Bonsoir Olivier,
Ce que dit GS sur la possibilité offerte à tous d'être associé au mystère pascal ne peut, dans le contexte, qu'être compris comme une possibilité effective et non uniquement une puissance passive. Cela ne me semble contrarier aucun enseignement infaillible ou authentique. Sans doute cela va-t-il au-delà de certaines écoles théologiques, mais ce n'est pas contraire à Tradition.
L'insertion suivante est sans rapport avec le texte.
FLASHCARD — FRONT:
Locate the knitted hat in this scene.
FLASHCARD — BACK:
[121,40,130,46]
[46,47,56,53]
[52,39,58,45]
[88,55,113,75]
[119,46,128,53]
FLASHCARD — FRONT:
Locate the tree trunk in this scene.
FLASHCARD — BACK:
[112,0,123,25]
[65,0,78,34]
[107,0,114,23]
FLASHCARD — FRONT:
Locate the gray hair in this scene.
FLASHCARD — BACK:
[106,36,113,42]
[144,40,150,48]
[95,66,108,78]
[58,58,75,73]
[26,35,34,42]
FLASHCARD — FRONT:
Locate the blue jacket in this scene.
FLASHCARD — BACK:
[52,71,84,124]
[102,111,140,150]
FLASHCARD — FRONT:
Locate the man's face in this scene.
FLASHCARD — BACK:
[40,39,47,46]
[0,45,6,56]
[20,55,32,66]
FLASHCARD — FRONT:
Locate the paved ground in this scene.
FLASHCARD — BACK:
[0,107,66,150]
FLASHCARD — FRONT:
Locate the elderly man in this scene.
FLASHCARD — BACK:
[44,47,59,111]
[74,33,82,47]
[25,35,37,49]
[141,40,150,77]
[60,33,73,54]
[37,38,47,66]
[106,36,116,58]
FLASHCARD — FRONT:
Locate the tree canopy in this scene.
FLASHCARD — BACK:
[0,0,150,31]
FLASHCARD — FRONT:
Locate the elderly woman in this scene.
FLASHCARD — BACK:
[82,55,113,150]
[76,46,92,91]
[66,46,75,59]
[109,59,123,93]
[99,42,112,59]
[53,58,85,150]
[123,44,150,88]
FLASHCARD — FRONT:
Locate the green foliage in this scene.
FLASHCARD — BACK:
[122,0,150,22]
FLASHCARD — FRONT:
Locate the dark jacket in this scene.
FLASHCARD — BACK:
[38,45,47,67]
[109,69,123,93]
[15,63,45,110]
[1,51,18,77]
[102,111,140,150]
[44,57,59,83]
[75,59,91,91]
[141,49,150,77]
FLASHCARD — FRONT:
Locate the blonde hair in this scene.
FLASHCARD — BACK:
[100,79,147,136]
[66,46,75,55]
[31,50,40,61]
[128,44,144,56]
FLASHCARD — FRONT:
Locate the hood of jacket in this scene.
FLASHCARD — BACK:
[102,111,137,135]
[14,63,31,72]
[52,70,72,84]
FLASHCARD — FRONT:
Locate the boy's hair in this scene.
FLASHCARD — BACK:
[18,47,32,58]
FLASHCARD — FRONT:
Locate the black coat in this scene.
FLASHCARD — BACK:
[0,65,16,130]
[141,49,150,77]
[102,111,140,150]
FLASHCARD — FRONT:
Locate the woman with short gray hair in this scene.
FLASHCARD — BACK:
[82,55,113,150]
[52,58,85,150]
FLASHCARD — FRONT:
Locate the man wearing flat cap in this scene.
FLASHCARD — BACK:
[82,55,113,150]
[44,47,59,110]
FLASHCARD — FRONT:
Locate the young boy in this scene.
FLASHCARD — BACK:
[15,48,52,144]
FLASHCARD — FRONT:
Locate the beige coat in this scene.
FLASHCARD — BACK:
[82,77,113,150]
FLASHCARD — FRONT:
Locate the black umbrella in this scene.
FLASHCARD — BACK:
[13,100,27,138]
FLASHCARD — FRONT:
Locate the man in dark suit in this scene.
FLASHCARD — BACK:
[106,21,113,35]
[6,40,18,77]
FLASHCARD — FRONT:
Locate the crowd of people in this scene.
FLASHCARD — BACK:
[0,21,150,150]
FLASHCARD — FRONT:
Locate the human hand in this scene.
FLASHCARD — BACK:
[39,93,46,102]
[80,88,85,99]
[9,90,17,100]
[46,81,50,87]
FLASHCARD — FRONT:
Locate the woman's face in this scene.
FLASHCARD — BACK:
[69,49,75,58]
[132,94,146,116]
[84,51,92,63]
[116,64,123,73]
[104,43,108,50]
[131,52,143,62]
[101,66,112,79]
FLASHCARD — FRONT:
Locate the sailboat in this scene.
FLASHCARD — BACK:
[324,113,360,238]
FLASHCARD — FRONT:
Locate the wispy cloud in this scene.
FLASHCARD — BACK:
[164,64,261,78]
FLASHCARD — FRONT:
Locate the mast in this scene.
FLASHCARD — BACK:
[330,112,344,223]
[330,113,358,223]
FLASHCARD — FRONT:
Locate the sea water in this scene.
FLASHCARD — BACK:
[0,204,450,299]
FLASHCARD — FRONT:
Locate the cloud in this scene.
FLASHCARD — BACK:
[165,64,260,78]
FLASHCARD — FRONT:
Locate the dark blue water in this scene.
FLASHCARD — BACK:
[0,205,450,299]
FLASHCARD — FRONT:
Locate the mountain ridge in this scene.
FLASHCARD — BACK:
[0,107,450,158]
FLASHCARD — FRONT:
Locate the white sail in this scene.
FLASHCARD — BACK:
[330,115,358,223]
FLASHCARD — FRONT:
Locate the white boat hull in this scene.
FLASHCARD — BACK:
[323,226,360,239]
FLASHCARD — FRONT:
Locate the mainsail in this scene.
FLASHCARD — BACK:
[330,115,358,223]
D’abord l’affirmation conciliaire d’une possibilité offerte à tous d’être associés au mystère pascal ne relève pas d’un enseignement infaillible mais faillible, potentiellement erroné. Ensuite, quelques aient pu être les intentions des pères conciliaires sur ce point - il faudrait aller les vérifier dans les Actes du Concile, le magistère ne peut présumer des libres-choix divins. De sorte qu’à supposer votre lecture conforme aux intentions des pères conciliaires, n’en demeurera pas moins qu’elle ne préserve pas assez la liberté de Dieu, si fortement surlignée par saint Augustin (cf. supra).
Si l'Eglise, bien que de manière non magistérielle, a pendant longtemps proposé la doctrine des Limbes, la position actuelle ne peut être regardée comme définitive, mais uniquement comme un pis-aller destiné à "boucher le trou" laissé vide par le rejet implicite de la doctrine des Limbes.
D’abord, si la grâce est un don gratuit (ce qui est un dogme de foi), où est la nécessité à ce que Dieu justifie extra-sacramentellement tous les enfants morts sans baptême ? Et s’il n’y est pas nécessité, d’où vient cette présomption à affirmer assuré qu’il les sauverait librement tous ? Mais si ce n’est pas assuré, c’est qu’il est à tout le moins possible que certains soient damnés.
Ensuite, il est de foi que la peine du seul péché originel est la peine de damn. Comment donc le seul péché originel pourrait valoir damnation, si nul n’est damné pour le seul péché originel = si la justification extra-sacramentelle est assurée pour tous les enfants morts sans baptême ? Conséquemment, quant à la possibilité de justification extra-sacramentelle des enfants morts sans baptême, et sans aucunement présumer des libres-choix divins, il semble qu’il faille seulement dire qu’il est possible que certains de ces enfants soient justifiés extra-sacramentellement, non qu’il serait possible qu’ils le soient tous, car comment pourraient-ils tous l’être, de sorte que nul ne soit damné pour le seul péché originel, s’il est de foi que la peine du seul péché originel est la seule peine de damn ?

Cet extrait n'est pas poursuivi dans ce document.